Érosion massive du sud-ouest de l’Ile d’Oléron : variabilité du climat et dynamique d’embouchure

Résumé
L’érosion des littoraux est un problème global, qui va s’aggraver du fait de l’élévation du niveau de la mer  associée au réchauffement climatique. L’érosion des littoraux est traditionnellement expliquée par un tarissement des apports sédimentaires des fleuves du fait de la construction de barrages dans la seconde moitié du 20ème siècle et par l’élévation du niveau de la mer. Cependant, ces hypothèses ne permettent pas d’expliquer le recul de plusieurs mètres par an de plages déconnectées des apports sédimentaires fluviaux et soumises à une élévation du niveau de la mer de l’ordre de quelques mm/an, comme c’est le cas au sud-ouest de l’Ile d’Oléron.

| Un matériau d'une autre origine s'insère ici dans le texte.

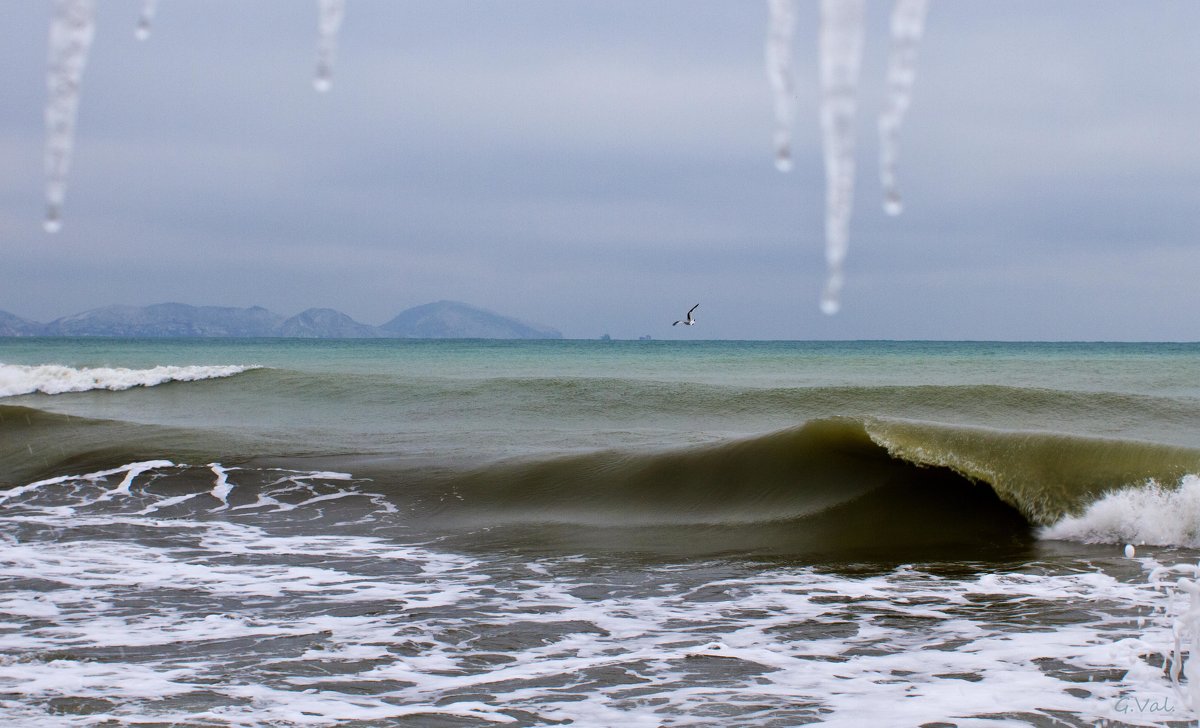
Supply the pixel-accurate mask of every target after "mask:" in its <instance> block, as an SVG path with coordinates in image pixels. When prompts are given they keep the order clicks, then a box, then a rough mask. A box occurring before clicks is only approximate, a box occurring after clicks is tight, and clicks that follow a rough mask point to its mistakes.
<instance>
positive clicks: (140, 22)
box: [133, 0, 158, 41]
mask: <svg viewBox="0 0 1200 728" xmlns="http://www.w3.org/2000/svg"><path fill="white" fill-rule="evenodd" d="M157 5H158V0H142V17H140V18H138V28H137V30H134V31H133V35H134V36H137V38H138V40H139V41H144V40H146V38H149V37H150V24H151V23H152V22H154V11H155V7H156V6H157Z"/></svg>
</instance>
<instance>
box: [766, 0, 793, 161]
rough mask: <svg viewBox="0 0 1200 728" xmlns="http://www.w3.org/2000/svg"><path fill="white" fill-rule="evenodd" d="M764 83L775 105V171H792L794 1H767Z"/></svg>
mask: <svg viewBox="0 0 1200 728" xmlns="http://www.w3.org/2000/svg"><path fill="white" fill-rule="evenodd" d="M767 10H768V13H769V20H768V25H767V79H768V80H769V82H770V90H772V94H773V96H774V101H775V136H774V143H775V167H776V168H778V169H779V170H780V172H787V170H790V169H791V168H792V121H793V119H794V116H796V79H794V77H793V74H792V37H793V36H794V34H796V0H767Z"/></svg>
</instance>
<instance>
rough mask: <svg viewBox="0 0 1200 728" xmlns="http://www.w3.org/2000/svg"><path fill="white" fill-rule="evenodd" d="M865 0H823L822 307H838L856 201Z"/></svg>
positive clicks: (821, 121)
mask: <svg viewBox="0 0 1200 728" xmlns="http://www.w3.org/2000/svg"><path fill="white" fill-rule="evenodd" d="M863 11H864V0H821V32H820V36H818V50H820V60H821V132H822V143H823V148H824V166H826V265H827V266H828V278H827V279H826V288H824V291H823V293H822V294H821V311H822V312H824V313H826V314H828V315H833V314H835V313H838V311H839V309H840V308H841V303H840V296H841V288H842V284H844V283H845V275H844V273H842V265H844V263H845V260H846V251H847V249H848V247H850V215H851V211H852V210H853V203H854V116H856V113H857V110H858V103H857V98H856V94H857V91H858V72H859V67H860V66H862V59H863Z"/></svg>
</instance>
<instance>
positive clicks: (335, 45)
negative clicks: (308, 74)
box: [312, 0, 346, 91]
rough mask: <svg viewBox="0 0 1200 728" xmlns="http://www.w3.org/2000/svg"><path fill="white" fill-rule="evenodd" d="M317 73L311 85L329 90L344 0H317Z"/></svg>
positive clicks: (345, 2) (314, 86)
mask: <svg viewBox="0 0 1200 728" xmlns="http://www.w3.org/2000/svg"><path fill="white" fill-rule="evenodd" d="M318 12H319V18H318V23H317V31H318V36H317V74H316V76H314V77H313V79H312V85H313V88H314V89H317V90H318V91H329V90H330V89H331V88H332V85H334V54H335V53H336V52H337V30H338V29H340V28H341V26H342V18H343V17H344V16H346V0H318Z"/></svg>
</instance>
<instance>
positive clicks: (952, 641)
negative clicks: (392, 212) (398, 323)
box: [0, 338, 1200, 728]
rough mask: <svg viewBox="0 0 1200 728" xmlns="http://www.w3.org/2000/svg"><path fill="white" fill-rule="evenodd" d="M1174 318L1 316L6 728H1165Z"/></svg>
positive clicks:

L’analyse de données historiques du trait de côte et des photos aériennes disponibles sur ce secteur montre que le sud-ouest de l’Ile d’Oléron a d’abord avancé de plus 1500 m entre 1824 et le milieu du 20ème siècle (Bertin et al., 2004). Depuis les années 60, la tendance s’est inversée au sud de l’Ile (Pointe de Gatseau), puis l’érosion s’est propagée vers le nord et touche l’ensemble de la grande plage depuis 1985.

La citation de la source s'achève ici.